Opinion
51542.
SUBMITTED JANUARY 12, 1976.
DECIDED JANUARY 28, 1976. REHEARING DENIED FEBRUARY 16, 1976.
Drug violation. DeKalb Superior Court. Before Judge Allen.
Skidmore, Barrett Jenkins, Timothy N. Skidmore, Kenneth T. Humphries, for appellant.
Richard Bell, District Attorney, George N. Guest, Assistant District Attorney, for appellee.
The defendant's conviction, in a bench trial, of three counts of violation of the Georgia Controlled Substances Act, was authorized by evidence that police officers attempted to execute a search warrant at an apartment shown to be rented to and occupied by the defendant; that when they identified themselves as law officers, the defendant, who had opened the door to the street level of the apartment building, became belligerent and attempted to disarm one of the officers; that the defendant was taken upstairs to her apartment; and that a search of the apartment revealed various items of contraband located in the kitchen (refrigerator), in plain view in the living room, and in a snow boot in a closet in a bedroom containing the defendant's personal effects, some of which were identified by her name thereon.
Since the evidence can be construed to indicate that the defendant and a male co-tenant and co-occupant of her apartment were not married, the presumption that the contraband was possessed by the "head of the household" could be applied equally to the defendant and her male companion, both of whom apparently having non-exclusive and joint possession of most of the contraband, except for possibly that found in the shoe in the defendant's closet, which she could be found to have possessed exclusively.
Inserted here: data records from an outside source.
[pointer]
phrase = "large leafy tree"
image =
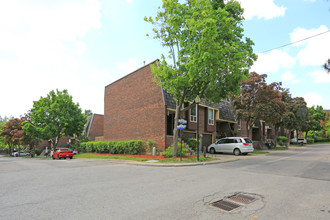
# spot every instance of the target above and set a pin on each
(297, 115)
(55, 116)
(259, 101)
(327, 128)
(207, 53)
(13, 134)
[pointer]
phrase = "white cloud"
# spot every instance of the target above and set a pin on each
(272, 62)
(81, 47)
(266, 9)
(320, 76)
(312, 99)
(129, 65)
(315, 51)
(287, 77)
(40, 40)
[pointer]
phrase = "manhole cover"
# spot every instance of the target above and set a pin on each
(225, 205)
(242, 198)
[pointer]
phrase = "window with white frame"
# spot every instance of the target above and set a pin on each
(193, 114)
(211, 116)
(238, 124)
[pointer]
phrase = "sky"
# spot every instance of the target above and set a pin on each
(84, 45)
See Thomas v. State, 99 Ga. App. 25 (1) ( 107 S.E.2d 687).
The "equal access" rule is not properly invoked in this case with regard to the male co-occupant (who fled prior to the search) or to seven persons who were merely visiting the apartment at that time, because the contraband was for the most part not in open, notorious and easily accessible areas and the seven persons present were all non-residents, who were not shown to have been on the premises either previously or frequently, so as to have had equal access with the defendant. Compare Harper v. State, 85 Ga. App. 252 ( 69 S.E.2d 102); Morris v. State, 119 Ga. App. 157 ( 166 S.E.2d 382); Sweat v. State, 119 Ga. App. 646 ( 168 S.E.2d 654); Gee v. State, 121 Ga. App. 41 ( 172 S.E.2d 480); Reed v. State, 127 Ga. App. 458 ( 194 S.E.2d 121); Ennis v. State, 130 Ga. App. 716 ( 204 S.E.2d 519); Moreland v. State, 133 Ga. App. 723 ( 212 S.E.2d 866); Donaldson v. State, 134 Ga. App. 755 ( 216 S.E.2d 645); Blankenship v. State, 135 Ga. App. 482 ( 218 S.E.2d 157); Ivey v. State, 226 Ga. 821 (4) ( 177 S.E.2d 702).
Judgment affirmed. Bell, C. J., and Clark, J., concur.